Let’s use the Vertical bar chart
visualization to show a people RSVP’ing over time. Let’s define it as:
Metric
Aggregation: Unique Count
Field: member_id
Custom Label: RSVPs
X-Axis
Aggregation: Date Histogram
Field: grimoire_creation_date
Interval: Monthly
Custom Label: Date (Month)
You could create a similar chart for meetings evolution, showing the number of unique meetings that people is RSVP’ing in each month.
Some Painless
In Kibana 5, Elastic has added a powerful scripting language to define new fields called Painless. Let’s use it to see what are the top day of the week and time for meetings.

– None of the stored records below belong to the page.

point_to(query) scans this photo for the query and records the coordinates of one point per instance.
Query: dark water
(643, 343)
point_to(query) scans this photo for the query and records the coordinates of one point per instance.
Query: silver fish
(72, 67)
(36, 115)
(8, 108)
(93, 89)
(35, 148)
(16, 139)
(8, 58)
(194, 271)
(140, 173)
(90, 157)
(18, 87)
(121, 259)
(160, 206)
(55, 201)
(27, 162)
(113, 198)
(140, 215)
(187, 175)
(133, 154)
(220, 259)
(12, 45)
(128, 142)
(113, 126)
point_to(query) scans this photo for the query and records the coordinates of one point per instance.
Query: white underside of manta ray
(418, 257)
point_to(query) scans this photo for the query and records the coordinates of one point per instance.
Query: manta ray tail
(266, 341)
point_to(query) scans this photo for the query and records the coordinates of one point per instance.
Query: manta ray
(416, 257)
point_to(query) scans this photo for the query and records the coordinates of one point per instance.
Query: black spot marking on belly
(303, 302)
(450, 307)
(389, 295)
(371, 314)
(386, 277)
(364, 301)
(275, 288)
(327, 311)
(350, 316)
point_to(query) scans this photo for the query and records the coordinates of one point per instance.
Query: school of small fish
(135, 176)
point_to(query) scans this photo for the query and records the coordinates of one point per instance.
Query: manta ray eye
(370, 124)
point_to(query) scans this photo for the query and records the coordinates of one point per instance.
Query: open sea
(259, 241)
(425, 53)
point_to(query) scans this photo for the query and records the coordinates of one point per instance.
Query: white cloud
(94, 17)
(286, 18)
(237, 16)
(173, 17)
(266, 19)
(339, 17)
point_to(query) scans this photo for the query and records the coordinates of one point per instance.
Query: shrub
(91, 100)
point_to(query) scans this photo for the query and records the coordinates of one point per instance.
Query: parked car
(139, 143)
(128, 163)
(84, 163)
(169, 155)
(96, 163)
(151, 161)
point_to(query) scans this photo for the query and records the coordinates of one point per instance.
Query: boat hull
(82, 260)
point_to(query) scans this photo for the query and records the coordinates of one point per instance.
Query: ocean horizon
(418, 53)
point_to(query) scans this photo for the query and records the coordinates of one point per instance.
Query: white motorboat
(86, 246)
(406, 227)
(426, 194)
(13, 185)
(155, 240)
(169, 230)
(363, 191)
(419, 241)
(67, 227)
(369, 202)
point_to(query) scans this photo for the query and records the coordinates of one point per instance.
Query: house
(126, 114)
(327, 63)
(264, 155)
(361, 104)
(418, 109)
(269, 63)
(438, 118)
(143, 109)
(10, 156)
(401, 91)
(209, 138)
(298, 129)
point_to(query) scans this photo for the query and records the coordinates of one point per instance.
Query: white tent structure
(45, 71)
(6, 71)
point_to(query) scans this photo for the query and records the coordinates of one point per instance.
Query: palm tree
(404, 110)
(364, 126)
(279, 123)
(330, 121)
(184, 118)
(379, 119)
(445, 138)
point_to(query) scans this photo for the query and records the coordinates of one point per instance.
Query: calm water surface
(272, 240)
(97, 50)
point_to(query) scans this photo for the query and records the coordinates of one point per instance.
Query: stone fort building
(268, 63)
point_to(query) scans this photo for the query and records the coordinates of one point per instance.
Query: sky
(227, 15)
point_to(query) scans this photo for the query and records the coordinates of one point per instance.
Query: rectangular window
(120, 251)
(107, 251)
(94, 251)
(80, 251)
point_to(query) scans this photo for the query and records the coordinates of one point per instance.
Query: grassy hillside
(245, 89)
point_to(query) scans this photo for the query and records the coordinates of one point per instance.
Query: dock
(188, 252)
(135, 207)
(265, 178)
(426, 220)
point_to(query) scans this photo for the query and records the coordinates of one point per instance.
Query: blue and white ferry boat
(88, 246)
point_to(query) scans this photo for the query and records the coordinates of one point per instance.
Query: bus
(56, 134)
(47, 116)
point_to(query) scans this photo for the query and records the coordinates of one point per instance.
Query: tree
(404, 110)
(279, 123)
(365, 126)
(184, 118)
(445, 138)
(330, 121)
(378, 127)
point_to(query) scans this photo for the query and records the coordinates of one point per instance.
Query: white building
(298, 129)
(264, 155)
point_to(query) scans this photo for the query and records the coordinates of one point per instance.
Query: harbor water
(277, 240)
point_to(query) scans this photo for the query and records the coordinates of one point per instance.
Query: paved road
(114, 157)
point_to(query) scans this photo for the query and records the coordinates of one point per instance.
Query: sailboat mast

We have a field called meetup_time
that showns the time and date for the meeting. We could get the day of the week number by creating an scripted field called painless_meetup_day_int
in Management / Index patterns
as follows:
Languaje: Painless
Type: Number
Format: default
Popularity: 0
Script:
LocalDateTime meetup_day_date = LocalDateTime.ofInstant(Instant.ofEpochMilli(doc['meetup_time'].value), ZoneId.of('Z'));
return meetup_day_date.getDayOfWeek().getValue();
We could create also painless_meetup_hour
in Management / Index patterns
as follows:
Languaje: Painless
Type: Number
Format: default
Popularity: 0
Script:
LocalDateTime meetup_day_date = LocalDateTime.ofInstant(Instant.ofEpochMilli(doc['meetup_time'].value), ZoneId.of('Z'));
return meetup_day_date.getHour();
Now we have the data. Let’s create a bubbles chart visualization for it by using the Line chart
. To do it, we will use the following metrics:
- In the y-axis, we will show the hour of the day
- We will add
Dot-size
to represent number unique people RVSP’ed for that hour and day - In the x-axis, we will show the day of the week
Let’s define the chart parameters:
Metrics
Y-Axis:
Aggregation: Average
Field: painless_meetup_hour
Custom Label: Hour of the day
Dot-size:
Aggregation: Unique Count
Field: member_id
X-Axis
Aggregation: Histogram
Field: painless_meetup_day_int
Interval: 1
Custom Label: Day of the week
Split Lines
Sub-aggregation: Terms
Field: painless_meetup_hour
Order-By: metric:Hour of the day
Order: Descending
Size: 500
To get the bubbles alone, you need to go to chart options tab and uncheck Show Connecting Lines
option. You should see something like:
Create the dashboard
In Kibana Dashboard
section, add the previous saved visualizations to get something similar to this:
You can save it and play with it to drill down into details, like:
- Who is RVSP’ing the most?
- Which groups are more active?
- Where are meetups happening?
- Who is saying ‘No’ most of the times to meetup calls?